Options traders have taken bearish positions on Strategy’s preferred STRC after it closed at a record low of $89. Put open interest tops calls, concentrated at $60, $80 and $85 strikes.

Strategy’s Variable Rate Series A Perpetual Stretch Preferred Stock (STRC) closed at $89 after an intraday low of $88.51, about 11% below its $100 stated level. The preferred has declined about 10.7% year to date.

Options contracts expiring June 18 showed 8,951 put contracts and 7,906 call contracts, giving a put-call open interest ratio of about 1.13. Large clusters of open interest sit at the $60 strike (1,912 contracts), the $80 strike (1,230) and the $85 strike (916). The options data also showed a max-pain level of $95 and net gamma exposure of negative $1.1 million for each 1% move in STRC’s price.

Negative net gamma means dealers may hedge in ways that can amplify price moves when a security falls.

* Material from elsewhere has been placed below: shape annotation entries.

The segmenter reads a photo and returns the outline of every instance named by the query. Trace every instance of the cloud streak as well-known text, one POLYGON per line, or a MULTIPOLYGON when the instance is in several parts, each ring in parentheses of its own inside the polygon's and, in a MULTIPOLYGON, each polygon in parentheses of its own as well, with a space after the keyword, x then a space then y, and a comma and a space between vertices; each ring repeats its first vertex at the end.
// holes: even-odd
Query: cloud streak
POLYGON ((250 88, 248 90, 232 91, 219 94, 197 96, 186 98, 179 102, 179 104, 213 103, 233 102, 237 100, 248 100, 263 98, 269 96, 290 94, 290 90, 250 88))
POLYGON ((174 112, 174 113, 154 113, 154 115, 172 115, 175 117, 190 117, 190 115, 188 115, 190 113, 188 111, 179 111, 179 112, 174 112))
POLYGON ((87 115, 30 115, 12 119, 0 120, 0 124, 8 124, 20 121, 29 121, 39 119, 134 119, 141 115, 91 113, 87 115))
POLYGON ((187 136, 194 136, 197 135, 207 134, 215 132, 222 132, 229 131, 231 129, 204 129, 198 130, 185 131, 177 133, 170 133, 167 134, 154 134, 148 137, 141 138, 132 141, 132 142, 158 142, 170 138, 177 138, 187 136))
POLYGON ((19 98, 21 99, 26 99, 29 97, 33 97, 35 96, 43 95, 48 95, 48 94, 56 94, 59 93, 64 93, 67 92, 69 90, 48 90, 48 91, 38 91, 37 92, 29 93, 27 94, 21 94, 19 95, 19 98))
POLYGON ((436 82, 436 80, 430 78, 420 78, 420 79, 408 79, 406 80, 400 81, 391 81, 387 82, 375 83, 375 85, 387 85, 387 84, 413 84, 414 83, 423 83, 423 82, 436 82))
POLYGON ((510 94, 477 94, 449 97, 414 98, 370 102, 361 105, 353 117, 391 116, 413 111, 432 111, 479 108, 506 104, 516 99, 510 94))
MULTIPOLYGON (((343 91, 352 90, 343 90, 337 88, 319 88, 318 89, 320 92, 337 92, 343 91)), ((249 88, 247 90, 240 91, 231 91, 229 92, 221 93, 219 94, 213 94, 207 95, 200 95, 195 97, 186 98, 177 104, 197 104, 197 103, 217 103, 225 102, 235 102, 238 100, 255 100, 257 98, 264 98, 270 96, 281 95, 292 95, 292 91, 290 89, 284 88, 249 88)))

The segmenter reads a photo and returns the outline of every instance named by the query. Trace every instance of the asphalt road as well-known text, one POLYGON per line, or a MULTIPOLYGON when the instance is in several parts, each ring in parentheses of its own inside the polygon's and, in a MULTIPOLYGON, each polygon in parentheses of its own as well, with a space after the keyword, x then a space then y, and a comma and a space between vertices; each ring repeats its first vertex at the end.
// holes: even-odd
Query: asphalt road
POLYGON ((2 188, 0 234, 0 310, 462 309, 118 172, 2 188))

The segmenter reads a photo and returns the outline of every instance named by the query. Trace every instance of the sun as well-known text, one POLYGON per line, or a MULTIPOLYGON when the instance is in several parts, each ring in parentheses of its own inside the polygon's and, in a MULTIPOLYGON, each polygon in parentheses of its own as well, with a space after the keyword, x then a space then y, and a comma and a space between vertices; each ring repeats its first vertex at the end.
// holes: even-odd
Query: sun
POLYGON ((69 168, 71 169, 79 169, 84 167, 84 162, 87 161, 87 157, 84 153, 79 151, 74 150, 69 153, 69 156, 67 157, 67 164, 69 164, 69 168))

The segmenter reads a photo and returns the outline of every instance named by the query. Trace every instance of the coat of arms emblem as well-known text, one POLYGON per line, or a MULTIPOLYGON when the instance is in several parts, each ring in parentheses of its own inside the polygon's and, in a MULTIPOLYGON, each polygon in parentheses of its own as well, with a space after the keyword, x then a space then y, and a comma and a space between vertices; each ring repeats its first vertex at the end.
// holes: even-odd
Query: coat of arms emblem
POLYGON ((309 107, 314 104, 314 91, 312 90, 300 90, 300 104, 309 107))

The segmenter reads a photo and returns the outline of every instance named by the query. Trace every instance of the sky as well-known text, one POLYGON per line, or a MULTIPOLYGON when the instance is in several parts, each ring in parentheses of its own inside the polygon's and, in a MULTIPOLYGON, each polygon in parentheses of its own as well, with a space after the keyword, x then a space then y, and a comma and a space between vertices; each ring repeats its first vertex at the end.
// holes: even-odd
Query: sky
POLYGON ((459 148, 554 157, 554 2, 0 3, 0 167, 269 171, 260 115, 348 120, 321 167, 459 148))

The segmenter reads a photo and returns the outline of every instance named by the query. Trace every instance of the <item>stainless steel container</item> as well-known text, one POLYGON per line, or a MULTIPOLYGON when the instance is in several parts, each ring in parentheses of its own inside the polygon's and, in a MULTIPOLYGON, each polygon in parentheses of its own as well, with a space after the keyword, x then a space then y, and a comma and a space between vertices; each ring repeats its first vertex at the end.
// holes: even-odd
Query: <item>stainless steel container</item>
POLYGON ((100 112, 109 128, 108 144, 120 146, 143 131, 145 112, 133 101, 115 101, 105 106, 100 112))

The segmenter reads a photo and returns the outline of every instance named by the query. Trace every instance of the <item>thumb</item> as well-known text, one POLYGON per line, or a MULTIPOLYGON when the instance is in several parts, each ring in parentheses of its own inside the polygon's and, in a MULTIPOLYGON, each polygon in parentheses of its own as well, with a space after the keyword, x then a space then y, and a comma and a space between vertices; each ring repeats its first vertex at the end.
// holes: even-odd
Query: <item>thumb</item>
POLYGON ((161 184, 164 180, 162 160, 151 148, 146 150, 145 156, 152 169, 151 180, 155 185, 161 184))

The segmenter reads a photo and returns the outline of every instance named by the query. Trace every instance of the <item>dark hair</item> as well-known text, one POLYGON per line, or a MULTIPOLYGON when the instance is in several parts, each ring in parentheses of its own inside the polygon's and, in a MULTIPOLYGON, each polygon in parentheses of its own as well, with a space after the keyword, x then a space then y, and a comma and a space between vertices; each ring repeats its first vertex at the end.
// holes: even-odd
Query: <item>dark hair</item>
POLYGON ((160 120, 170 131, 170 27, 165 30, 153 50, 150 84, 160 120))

Market participants warned that the current options setup could raise volatility if selling accelerates.

Andre Dragosch, head of research at Bitwise Europe, estimated a $13 annual dividend would be needed to return STRC to $100 under current market conditions. He noted that a higher dividend would increase cash obligations, while leaving payouts unchanged would preserve cash but risk a wider discount.

Strategy holds 846,842 BTC, valued at about $54.2 billion at recent prices. The company reports those holdings provide 32 years of preferred dividend coverage at current market values. On paper, annual preferred-dividend obligations total about $1.7 billion, but dividends must be paid in cash when declared and the BTC reserves are not pledged as direct collateral to STRC investors.

JA Maartunn, an analyst at CryptoQuant, warned: “If Strategy had to sell BTC to cover those dividends, it would create selling pressure that could push BTC prices lower. That, in turn, would reduce the value of its BTC reserves and shorten the very dividend coverage it’s highlighting.”

Quinn Thompson, chief investment officer at Lekker Capital, observed pressure across Strategy’s capital structure will likely continue until the company improves its balance sheet and liquidity. Trading firm QCP pointed to Strategy’s repurchase of $1.5 billion of 2029 convertible senior notes and subsequent common-stock sales as contributing to investor overhang. Strategy has sold roughly $200 million of common stock and used proceeds to buy more Bitcoin.

Analysts note the options positioning and STRC’s discount to par could constrain the company’s use of the preferred for financing Bitcoin purchases. If the discount persists, the company may alter dividend mechanics or seek alternative financing.